With that focus, and with our present mix of businesses, Berkshire should do a bit better than the average American corporation and, more important, should also operate with materially less risk of permanent loss of capital. Anything beyond "slightly better," though, is wishful thinking. This modest aspiration wasn't the case when Bertie went all-in on Berkshire – but it is now.
He believes that Berkshire's future outperformance will likely be driven by the ever-present – and, in fact, increasing – speculative, gambling behavior of other investors (which he rightly decries) and, even more important, occasional market panics:
Berkshire's ability to immediately respond to market seizures with both huge sums and certainty of performance may offer us an occasional large-scale opportunity. Though the stock market is massively larger than it was in our early years, today's active participants are neither more emotionally stable nor better taught than when I was in school.
For whatever reasons, markets now exhibit far more casino-like behavior than they did when I was young. The casino now resides in many homes and daily tempts the occupants.
Buffett also says that we should never forget one fact of financial life:
Wall Street – to use the term in its figurative sense – would like its customers to make money, but what truly causes its denizens' juices to flow is feverish activity. At such times, whatever foolishness can be marketed will be vigorously marketed – not by everyone but always by someone.
Occasionally, the scene turns ugly.
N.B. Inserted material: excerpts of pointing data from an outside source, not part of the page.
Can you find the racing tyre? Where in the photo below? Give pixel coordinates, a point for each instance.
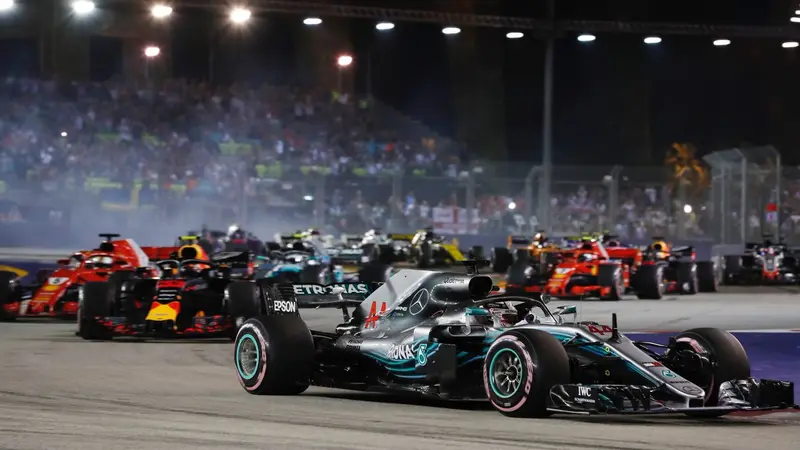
(501, 259)
(728, 361)
(95, 300)
(317, 274)
(274, 355)
(9, 292)
(650, 282)
(243, 302)
(374, 273)
(686, 277)
(707, 277)
(610, 275)
(519, 370)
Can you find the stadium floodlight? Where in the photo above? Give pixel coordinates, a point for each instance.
(240, 15)
(161, 11)
(344, 60)
(152, 51)
(82, 7)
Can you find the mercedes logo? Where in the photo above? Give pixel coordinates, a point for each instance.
(419, 302)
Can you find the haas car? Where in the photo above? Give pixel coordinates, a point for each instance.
(54, 293)
(449, 336)
(171, 298)
(762, 263)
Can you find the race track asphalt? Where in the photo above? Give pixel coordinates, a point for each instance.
(58, 392)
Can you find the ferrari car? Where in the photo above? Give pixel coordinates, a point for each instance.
(537, 247)
(182, 298)
(588, 270)
(765, 262)
(450, 336)
(681, 272)
(55, 293)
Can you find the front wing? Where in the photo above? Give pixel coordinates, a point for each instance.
(736, 395)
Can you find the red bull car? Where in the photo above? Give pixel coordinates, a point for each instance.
(55, 293)
(181, 298)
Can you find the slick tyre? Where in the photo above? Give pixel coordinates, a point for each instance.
(96, 300)
(686, 274)
(519, 370)
(274, 355)
(650, 282)
(707, 277)
(728, 360)
(610, 275)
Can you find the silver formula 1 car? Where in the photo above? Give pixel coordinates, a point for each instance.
(450, 335)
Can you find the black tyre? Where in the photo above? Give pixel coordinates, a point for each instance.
(686, 277)
(610, 275)
(9, 292)
(650, 282)
(374, 273)
(707, 280)
(424, 255)
(731, 269)
(728, 360)
(501, 259)
(243, 302)
(274, 355)
(96, 300)
(519, 370)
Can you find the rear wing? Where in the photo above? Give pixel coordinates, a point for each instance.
(519, 240)
(310, 295)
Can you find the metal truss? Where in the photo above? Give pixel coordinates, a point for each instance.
(505, 22)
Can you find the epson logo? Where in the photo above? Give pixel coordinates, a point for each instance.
(284, 306)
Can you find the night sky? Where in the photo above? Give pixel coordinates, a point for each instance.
(617, 100)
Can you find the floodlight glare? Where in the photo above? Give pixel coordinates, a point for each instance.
(82, 7)
(161, 11)
(240, 15)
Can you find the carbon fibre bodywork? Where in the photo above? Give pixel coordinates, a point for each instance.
(431, 333)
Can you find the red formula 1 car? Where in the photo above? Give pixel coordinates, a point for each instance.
(55, 293)
(185, 298)
(591, 270)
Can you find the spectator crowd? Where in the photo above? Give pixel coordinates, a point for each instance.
(272, 146)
The politicians then become enraged; the most flagrant perpetrators of misdeeds slip away, rich and unpunished; and your friend next door becomes bewildered, poorer and sometimes vengeful. Money, he learns, has trumped morality.
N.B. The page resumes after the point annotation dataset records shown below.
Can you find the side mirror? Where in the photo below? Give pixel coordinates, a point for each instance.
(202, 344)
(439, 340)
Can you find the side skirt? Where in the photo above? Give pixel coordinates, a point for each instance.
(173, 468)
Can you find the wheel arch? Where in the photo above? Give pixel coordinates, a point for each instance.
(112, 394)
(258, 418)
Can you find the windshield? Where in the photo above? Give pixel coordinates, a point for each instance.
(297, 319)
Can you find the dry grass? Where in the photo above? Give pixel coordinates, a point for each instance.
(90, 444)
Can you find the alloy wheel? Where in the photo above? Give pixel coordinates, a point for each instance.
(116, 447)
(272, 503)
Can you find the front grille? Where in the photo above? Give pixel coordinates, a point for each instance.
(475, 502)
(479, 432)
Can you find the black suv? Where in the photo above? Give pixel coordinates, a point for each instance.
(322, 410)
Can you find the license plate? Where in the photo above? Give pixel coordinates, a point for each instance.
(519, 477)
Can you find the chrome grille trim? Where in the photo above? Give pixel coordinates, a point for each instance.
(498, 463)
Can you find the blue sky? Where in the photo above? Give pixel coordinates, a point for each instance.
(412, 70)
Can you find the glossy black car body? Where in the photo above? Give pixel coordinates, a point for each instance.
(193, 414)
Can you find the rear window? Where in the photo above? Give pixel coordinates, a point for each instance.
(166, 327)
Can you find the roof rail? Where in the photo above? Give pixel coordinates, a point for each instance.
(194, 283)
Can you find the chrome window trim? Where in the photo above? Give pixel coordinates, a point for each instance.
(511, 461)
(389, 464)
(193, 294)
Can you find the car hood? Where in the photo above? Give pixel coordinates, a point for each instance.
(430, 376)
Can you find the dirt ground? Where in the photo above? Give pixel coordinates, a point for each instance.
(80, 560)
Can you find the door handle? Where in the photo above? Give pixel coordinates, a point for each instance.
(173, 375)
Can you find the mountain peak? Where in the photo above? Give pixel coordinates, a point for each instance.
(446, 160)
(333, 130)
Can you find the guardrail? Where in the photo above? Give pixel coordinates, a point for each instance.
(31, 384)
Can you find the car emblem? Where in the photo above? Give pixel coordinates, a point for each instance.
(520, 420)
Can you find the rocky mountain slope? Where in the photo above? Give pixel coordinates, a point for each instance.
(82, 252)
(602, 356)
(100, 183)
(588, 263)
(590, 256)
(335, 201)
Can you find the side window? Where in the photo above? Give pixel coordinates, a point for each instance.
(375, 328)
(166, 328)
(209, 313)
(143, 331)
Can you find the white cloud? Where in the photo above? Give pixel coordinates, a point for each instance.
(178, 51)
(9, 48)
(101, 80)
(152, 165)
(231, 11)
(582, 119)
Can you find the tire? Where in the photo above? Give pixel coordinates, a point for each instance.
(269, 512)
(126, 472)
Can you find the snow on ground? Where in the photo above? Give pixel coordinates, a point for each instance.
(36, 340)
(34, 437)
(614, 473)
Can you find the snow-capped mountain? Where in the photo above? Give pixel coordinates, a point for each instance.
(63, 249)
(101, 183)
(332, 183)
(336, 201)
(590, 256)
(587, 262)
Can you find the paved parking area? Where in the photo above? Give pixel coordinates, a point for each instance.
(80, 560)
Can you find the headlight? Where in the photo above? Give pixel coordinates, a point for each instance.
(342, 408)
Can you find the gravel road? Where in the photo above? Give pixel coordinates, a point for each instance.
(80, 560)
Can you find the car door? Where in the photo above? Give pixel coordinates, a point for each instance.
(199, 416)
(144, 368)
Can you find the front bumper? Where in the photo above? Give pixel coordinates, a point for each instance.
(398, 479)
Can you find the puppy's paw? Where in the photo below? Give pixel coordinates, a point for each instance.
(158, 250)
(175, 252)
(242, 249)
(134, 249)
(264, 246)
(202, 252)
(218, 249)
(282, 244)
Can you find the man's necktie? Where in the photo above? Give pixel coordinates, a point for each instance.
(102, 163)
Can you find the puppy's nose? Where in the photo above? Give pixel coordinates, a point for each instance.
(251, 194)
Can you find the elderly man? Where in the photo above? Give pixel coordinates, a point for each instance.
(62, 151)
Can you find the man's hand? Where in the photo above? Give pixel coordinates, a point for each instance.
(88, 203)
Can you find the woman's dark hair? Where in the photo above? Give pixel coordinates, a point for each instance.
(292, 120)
Buffett then spends most of the letter discussing some of Berkshire's major stock investments.
These are American Express (AXP), Coca-Cola (KO), Occidental Petroleum (OXY), and a basket of five Japanese trading companies.
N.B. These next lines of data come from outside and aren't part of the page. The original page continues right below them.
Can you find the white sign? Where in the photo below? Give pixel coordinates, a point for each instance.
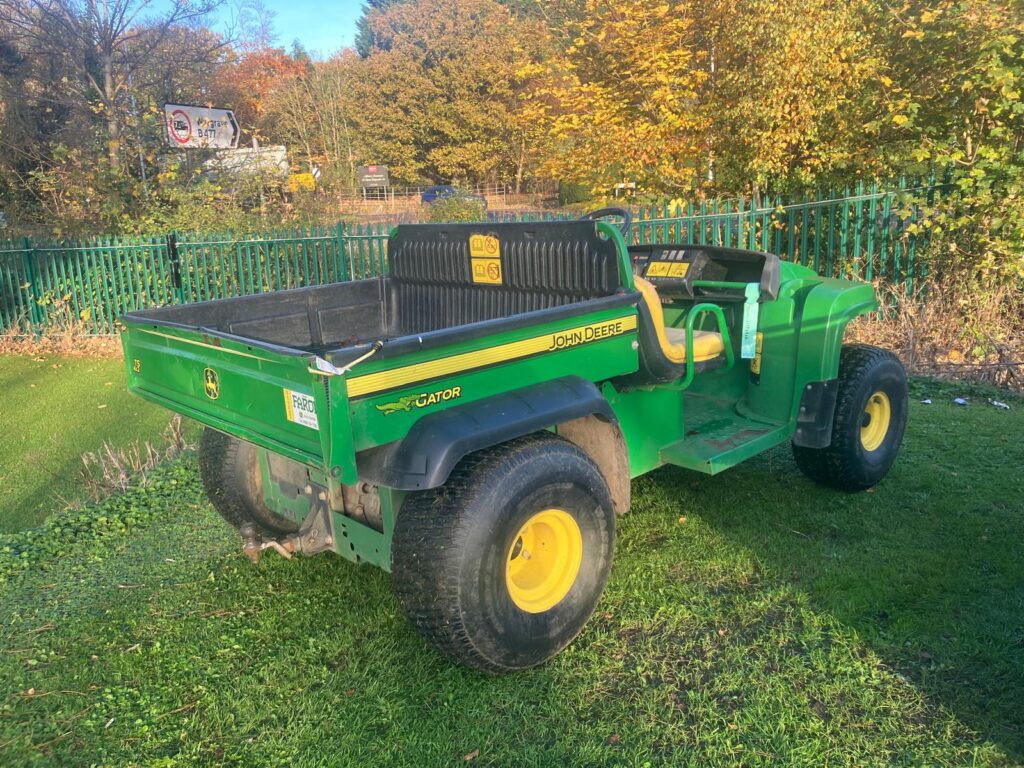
(301, 409)
(201, 127)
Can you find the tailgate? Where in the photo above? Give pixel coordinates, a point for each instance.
(265, 395)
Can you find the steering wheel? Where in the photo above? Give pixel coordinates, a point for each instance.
(600, 213)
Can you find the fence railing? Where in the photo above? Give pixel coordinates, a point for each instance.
(864, 233)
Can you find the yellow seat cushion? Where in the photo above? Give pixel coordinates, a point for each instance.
(707, 344)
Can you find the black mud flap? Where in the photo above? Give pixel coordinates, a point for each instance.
(817, 408)
(425, 458)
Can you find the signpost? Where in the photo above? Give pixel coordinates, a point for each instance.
(373, 175)
(201, 127)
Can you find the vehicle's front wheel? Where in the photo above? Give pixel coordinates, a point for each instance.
(501, 567)
(868, 424)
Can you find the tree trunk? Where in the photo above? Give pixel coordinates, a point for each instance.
(113, 126)
(519, 165)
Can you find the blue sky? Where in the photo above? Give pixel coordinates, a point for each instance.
(324, 27)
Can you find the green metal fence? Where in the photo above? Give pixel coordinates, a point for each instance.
(861, 232)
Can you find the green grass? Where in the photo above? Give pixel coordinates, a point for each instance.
(54, 410)
(779, 624)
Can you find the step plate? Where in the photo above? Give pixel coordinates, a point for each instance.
(718, 437)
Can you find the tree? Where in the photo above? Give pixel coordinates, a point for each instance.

He then follows with discussing Berkshire's wholly owned businesses: disappointing performance of the country's largest railroad, Burlington Northern Santa Fe, as well as utility Berkshire Hathaway Energy, offset by the "insurance business [that] performed exceptionally well" (with his usual shoutout for Vice Chairman of Insurance Operations Ajit Jain).
Buffett concludes by telling the story of his sister Bertie's extraordinary investment performance over her lifetime, despite knowing little about investing. This has lessons that every investor can apply:
As a final punctuation point to the "Omaha Effect," Bertie – yes that Bertie – spent her early formative years in a middle-class neighborhood in Omaha and, many decades later, emerged as one of the country's great investors.
You may be thinking that she put all of her money in Berkshire and then simply sat on it. But that's not true. After starting a family in 1956, Bertie was active financially for 20 years: holding bonds, putting 1⁄3 of her funds in a publicly-held mutual fund and trading stocks with some frequency. Her potential remained unnoticed.
Then, in 1980, when 46, and independent of any urgings from her brother, Bertie decided to make her move. Retaining only the mutual fund and Berkshire, she made no new trades during the next 43 years. During that period, she became very rich, even after making large philanthropic gifts (think nine figures).
Millions of American investors could have followed her reasoning which involved only the common sense she had somehow absorbed as a child in Omaha. And, taking no chances, Bertie returns to Omaha every May to be re-energized.
Thank you once again for sharing your wisdom, Mr. Buffett! It has been a true pleasure reading your annual letter year after year.